Stochastic Momentum Methods for Non-smooth Non-Convex Finite-Sum Coupled Compositional Optimization¶
Conference: NeurIPS2025 arXiv: 2506.02504 Authors: Xingyu Chen, Bokun Wang, Ming Yang, Qihang Lin, Tianbao Yang (Texas A&M, Iowa) Code: To be confirmed Area: Optimization Keywords: FCCO, non-smooth non-convex optimization, stochastic momentum methods, Moreau envelope, constrained optimization, compositional optimization
TL;DR¶
For non-smooth non-convex finite-sum coupled compositional optimization (FCCO), this paper proposes two stochastic momentum methods — SONEX (single-loop) and ALEXR2 (double-loop) — that improve the iteration complexity from \(O(1/\epsilon^6)\) to \(O(1/\epsilon^5)\) via outer Moreau envelope smoothing and nested smoothing techniques, and achieve the same optimal complexity for non-convex inequality-constrained optimization.
Background & Motivation¶
The finite-sum coupled compositional optimization (FCCO) problem takes the form: $\(\min_{\mathbf{w}} F(\mathbf{w}) := \frac{1}{n}\sum_{i=1}^n f_i(g_i(\mathbf{w}))\)$
where \(f_i\) are outer functions (possibly non-smooth) and \(g_i\) are inner functions (stochastically estimated).

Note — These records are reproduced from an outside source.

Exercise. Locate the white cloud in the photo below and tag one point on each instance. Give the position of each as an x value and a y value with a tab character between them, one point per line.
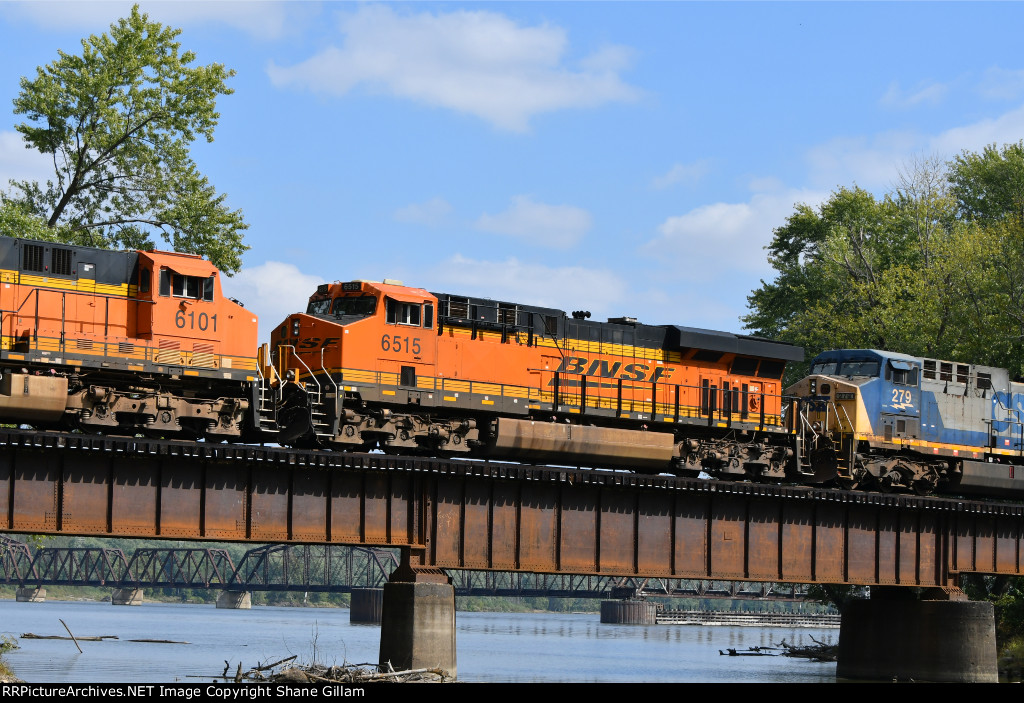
875	162
271	291
432	213
1005	129
22	164
722	238
1001	84
930	93
479	62
558	226
683	173
566	288
261	19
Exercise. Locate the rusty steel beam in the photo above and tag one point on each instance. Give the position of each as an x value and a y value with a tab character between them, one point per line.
500	517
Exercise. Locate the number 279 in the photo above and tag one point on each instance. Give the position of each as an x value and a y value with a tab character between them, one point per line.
901	396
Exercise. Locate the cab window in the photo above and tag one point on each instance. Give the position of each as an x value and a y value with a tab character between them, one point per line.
360	306
318	307
175	284
859	368
824	367
402	313
900	376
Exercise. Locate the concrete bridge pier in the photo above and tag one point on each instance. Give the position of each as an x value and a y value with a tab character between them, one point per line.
30	595
895	636
126	597
235	600
418	619
366	606
629	612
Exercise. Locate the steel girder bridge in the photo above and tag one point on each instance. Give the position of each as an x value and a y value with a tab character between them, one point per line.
448	515
310	568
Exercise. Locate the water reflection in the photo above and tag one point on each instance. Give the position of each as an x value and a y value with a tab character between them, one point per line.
492	647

This formulation arises broadly in X-risk optimization (AUC, contrastive losses), group distributionally robust optimization (GDRO), and non-convex constrained optimization.
Prior methods suffer from two key limitations: - High complexity: The previous state-of-the-art method SONX requires \(O(1/\epsilon^6)\) iterations under the mean Lipschitz continuity assumption on the stochastic inner function mean. - Incompatibility with deep learning: SONX relies on vanilla SGD updates and lacks momentum mechanisms, making it unsuitable for training deep neural networks.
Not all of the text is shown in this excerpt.